More Bathroom Awkwardness

May 18th, 2012

I had to poop, so I did my usual sit-at-my-desk-and-hold-in-my-poop-until-the-last-second move. When I was ready to poo, I walked to the bathroom. I was wearing my jingle shoes again, but it didn’t matter because I was going to sit, shit, and return to my desk in less than three minutes. My shoes announced my arrival into the bathroom. Upon entering, I saw that my coworker was already in a stall. As my feet clattered to the toilet, I realized she was taking a dump. And thanks to my noisy shoes, I knew she knew it was me in the bathroom knowing it was her taking a dump. It became super awkward at that moment. I took my time placing the seat protector on the toilet, hoping she would finish her business by the time I was ready to sit. I made sure my movements were extra noisy so I wouldn’t hear her plops. She was still sitting silently when I was done, so I unrolled several strips of toilet paper and slowly placed those on top of the seat protector. She was still sitting there in silence. I wonder if she was holding in her dookie so I’d pee and get out of there quickly. I sat down and peed. Even though I had a turtle head, I could not release it because of the intense awkwardness of being two feet away from my bare-assed coworker pushing out brown nuggets from her butthole, separated only by a tin metal wall. I wiped quickly and jingled out of there as fast as I could. It was the right move because she didn’t return to her desk for another ten minutes. And now that my turtle head has retracted, I don’t have to poo anymore. This is going to turn into some ass-ripping constipation.

It felt like she was this close to me.

Poopie Foodie

May 17th, 2012

Taking a big dump is always a huge satisfaction. Taking a big dump and seeing recognizable traces of food you recently ate embedded in the dump is an even bigger satisfaction and exhilarating accomplishment. Last week I ate an excessive amount of squash. Later in the day I saw pieces of it sticking out of my logs. Such a cool feeling. Yesterday I ate corn just so I could see it in my poop. This morning after my dump, I looked to see some yellow sailors on a brown boat floating in the toilet water. Mega awesome feeling. Today I am eating spinach. It usually comes out wrapped around the dookie like seaweed wrapped around sushi. Can’t wait to see it. I might even take a picture.

Corn!

Bitter Bowel Face

May 16th, 2012

I am a lightning fast pooper (when I’m not constipated). As soon as I walk into the office bathroom, I sit and shit in about 60 seconds. This is because I hold in my poo until the last second before my anus hole can no longer hold in my dookies. It’s a little painful to do it this way, but the faster I can get out of the bathroom, the better. You can usually tell if I’m holding in my poop. I squirm a little in my seat, and I have a bitter beer face. Sometimes if I hold it in too long, my face contorts, and it looks like someone just punched me. That’s when I haul ass to the bathroom. I did this today. Unfortunately, my coworker decided to ask me about a project as I was getting up from my chair. My facial expression was still gnarled when he came over. I think it might have frightened him so I faked a monster sneeze, held my nose, and asked to excuse myself. I don’t think he suspected anything since I came back from the bathroom within a minute. Fast pooping FTW!
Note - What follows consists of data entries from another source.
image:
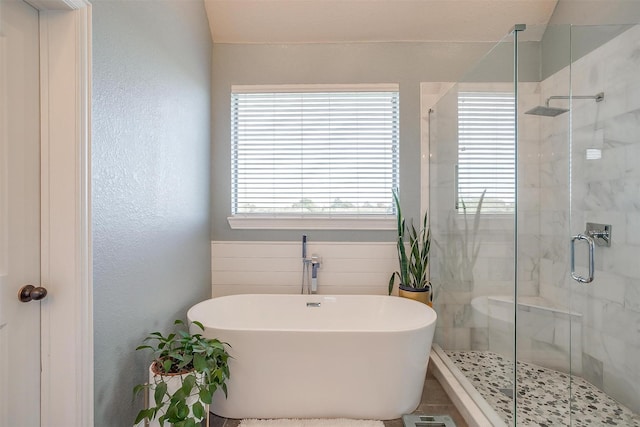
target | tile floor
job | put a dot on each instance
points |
(543, 394)
(434, 402)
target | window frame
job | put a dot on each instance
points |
(332, 221)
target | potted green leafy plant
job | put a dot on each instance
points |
(187, 369)
(413, 258)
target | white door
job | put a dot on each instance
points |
(19, 214)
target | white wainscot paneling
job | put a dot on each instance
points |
(276, 267)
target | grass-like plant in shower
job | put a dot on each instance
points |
(186, 371)
(413, 254)
(459, 253)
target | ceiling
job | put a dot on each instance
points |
(332, 21)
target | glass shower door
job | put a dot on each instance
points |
(605, 211)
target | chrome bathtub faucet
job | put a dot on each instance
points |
(310, 267)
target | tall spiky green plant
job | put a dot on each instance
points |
(413, 259)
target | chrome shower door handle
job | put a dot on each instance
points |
(591, 243)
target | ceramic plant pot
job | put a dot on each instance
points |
(174, 382)
(422, 295)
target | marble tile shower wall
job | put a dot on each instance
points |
(604, 190)
(459, 283)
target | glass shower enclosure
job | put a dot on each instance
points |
(534, 197)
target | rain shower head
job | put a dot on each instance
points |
(547, 111)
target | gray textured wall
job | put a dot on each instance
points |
(405, 63)
(151, 184)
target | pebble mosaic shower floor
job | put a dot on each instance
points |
(543, 394)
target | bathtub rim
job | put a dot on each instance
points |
(428, 322)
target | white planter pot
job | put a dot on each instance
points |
(174, 382)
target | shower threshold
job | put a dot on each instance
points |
(543, 394)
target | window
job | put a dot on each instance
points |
(314, 151)
(486, 151)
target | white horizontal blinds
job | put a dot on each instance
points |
(486, 151)
(314, 153)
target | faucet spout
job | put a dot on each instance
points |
(304, 246)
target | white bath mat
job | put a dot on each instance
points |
(336, 422)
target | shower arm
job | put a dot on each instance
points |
(598, 97)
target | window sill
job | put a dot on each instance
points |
(312, 223)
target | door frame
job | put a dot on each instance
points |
(66, 256)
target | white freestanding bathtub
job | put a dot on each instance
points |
(317, 356)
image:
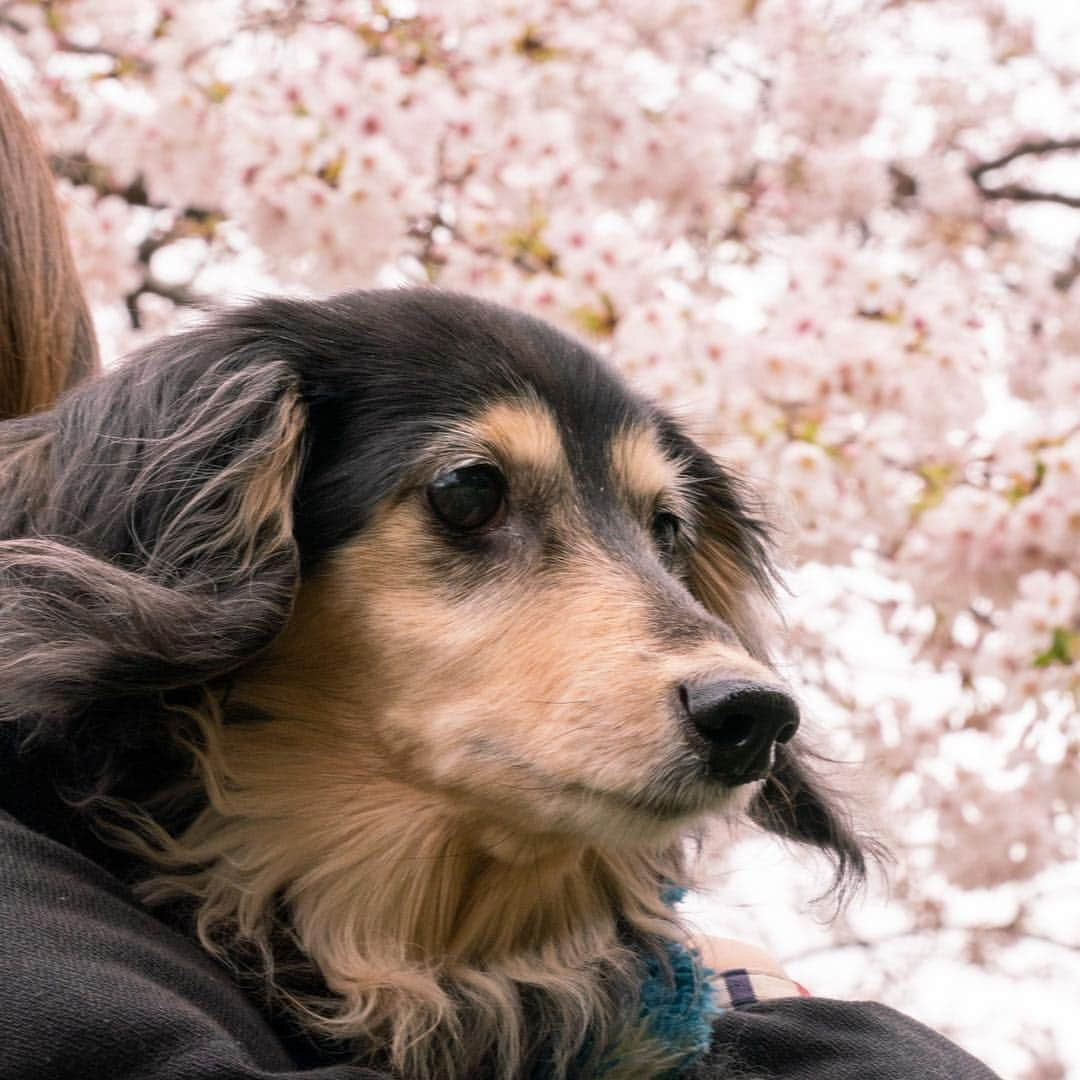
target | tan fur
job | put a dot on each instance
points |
(523, 434)
(649, 476)
(460, 799)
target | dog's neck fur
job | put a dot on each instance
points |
(442, 943)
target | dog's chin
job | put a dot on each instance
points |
(655, 812)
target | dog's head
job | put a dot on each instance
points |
(445, 529)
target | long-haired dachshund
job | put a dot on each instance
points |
(403, 645)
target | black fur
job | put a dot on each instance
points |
(124, 581)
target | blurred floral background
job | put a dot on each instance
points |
(838, 238)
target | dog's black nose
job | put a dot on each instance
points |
(741, 721)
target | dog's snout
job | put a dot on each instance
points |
(741, 721)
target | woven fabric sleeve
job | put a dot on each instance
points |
(92, 987)
(797, 1038)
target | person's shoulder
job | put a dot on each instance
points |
(806, 1038)
(94, 986)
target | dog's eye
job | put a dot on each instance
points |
(665, 530)
(469, 498)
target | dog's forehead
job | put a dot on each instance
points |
(404, 369)
(528, 435)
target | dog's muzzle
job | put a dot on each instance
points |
(739, 723)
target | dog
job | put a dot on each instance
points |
(400, 646)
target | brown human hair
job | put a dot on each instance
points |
(46, 337)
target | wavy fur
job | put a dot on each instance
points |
(231, 629)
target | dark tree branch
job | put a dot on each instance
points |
(1020, 192)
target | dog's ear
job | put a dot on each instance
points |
(731, 570)
(148, 530)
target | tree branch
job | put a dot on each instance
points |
(1020, 192)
This guy must REALLY have to poop.

Good Feeling

May 15th, 2012

I was out eating with friends. After lunch we decided to go shopping. I normally do not use public bathrooms unless I really have to go (because of my abnormal fear of public bathrooms), but I followed my gal pals into the potty dungeon because I wasn’t going home anytime soon, and I’d probably have to pee eventually. I did not have the urge to pee, so I leisurely walked into the stall and hung my purse. I inspected the toilet and the floor.. not too dirty. I looked at the toilet paper dispenser.. empty. There was a roll still in its paper packaging sitting in the corner of the stall on top of a counter. I began tearing the wrapper off when suddenly I had to pee like a racehorse. Standing in the stall somehow made my bladder feel like it was overflowing with urine and it was about to burst any second. I couldn’t get the wrapper completely off. I was using my nails and tearing into it, throwing the packaging on the floor. When I got it all off, I unsuccessfully tried to unroll the toilet paper (I like to line the paper against the inside front of the toilet so it softens the pee-to-toilet contact and minimizes the urine splashies against the bottom of my thighs as I hover over the seat .. yes I know, I’m crazy). Anyway, since it was a fresh roll of toilet paper, the first sheet was still glued to the roll. I began tearing that off, but it only resulted in tiny rips of toilet paper between my fingers. By then I was about to pee in my pants. I was shaking my ass and doing the peepee dance until I was finally able to free a strip of toilet paper. As I peed (in the toilet, not in my pants) I think my eyes rolled back into my head. Sweet relief. That felt good.